I don't know what to say except, OMG!!!! :heart: These two are the cutest pair EVER!!! Two dogs is definitely a lot of work, luckily I only have one Malt who need brushing but both need teeth brushing, feeding, play time, walks, etc... Just wait until you throw a baby in the mix Marisa!! Busy, busy, busy!! Give your boys a big hug and a kiss for me!! :hugging:


----------



## Snowbody (Jan 3, 2009)

Marisa - you are so lucky to have two such awesome boys. They're both so handsome and so much fun. Love the little pink tongue in a couple of Owen's pix. And I adore Obi and am so glad I got to meet him at Nationals. So much fun at your household. How can you stand going to work?:blink::HistericalSmiley:


----------



## Snowball Pie's Mommi (Oct 16, 2008)

Marisa ... I find it difficult to ever choose my most favorite pictures or videos of Obi and Owen! They are both just so darn cute! You are so blessed to have two fluffs that are not only adorable ... but, do all those wonderful tricks that you teach them!

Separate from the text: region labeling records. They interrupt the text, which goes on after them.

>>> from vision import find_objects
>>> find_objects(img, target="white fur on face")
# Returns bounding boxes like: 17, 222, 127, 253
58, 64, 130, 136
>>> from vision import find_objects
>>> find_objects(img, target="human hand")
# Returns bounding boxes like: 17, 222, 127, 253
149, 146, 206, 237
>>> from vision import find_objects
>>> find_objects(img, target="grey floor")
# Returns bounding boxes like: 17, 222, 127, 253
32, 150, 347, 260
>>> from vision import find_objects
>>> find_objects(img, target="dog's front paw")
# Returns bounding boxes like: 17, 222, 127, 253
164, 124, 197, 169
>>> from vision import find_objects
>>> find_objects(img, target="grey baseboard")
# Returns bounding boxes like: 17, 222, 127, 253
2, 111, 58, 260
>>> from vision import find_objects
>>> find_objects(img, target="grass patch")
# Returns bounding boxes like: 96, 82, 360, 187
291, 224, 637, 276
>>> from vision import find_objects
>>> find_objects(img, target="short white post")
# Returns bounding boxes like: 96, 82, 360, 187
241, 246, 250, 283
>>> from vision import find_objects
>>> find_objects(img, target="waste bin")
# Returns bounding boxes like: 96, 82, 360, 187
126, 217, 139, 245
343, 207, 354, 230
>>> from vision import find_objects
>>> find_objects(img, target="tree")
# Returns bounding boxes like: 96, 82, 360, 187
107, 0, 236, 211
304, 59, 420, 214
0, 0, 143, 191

Thank you for sharing all of the fun and entertaining videos and pictures. I always show them to Felix and he enjoys them just as much as I do!


----------



## dntdelay (May 27, 2011)

OMG I just loved all of those pictures!! I just want to kiss Owen all over!!!!


----------



## iLoveMisty (Apr 27, 2013)

Omg they are both so CUTE!!!


----------



## SammieMom (Nov 13, 2010)

Marisa-Owen is so cute..he has the most delicate features. He reminds me of Gustave in some ways. So glad the training went so well. I swear it's so true, if you wait till the first one is trained, the second one is easier. I always say Sammie trained penny...not me..
Penny still whines some when we leave her alone.


----------



## cyndrae (Aug 30, 2009)

Awesome!!!
I am so happy it has worked out for you. I just love having two.


----------



## hoaloha (Jan 27, 2012)

I am SO late in saying-- Thank you, all, for your sweet comments! I'm so late that I need to make another thread with new pics! :-D :-D

Some people asked about the bike basket: it's from our local bike shop. BUT, I have heard great things about the Snoozer. Just make sure you have your pup harnessed in!


----------



## littlefluffbabies (Apr 17, 2013)

He is adorable and looks like he's winking in one of those shots! lol


----------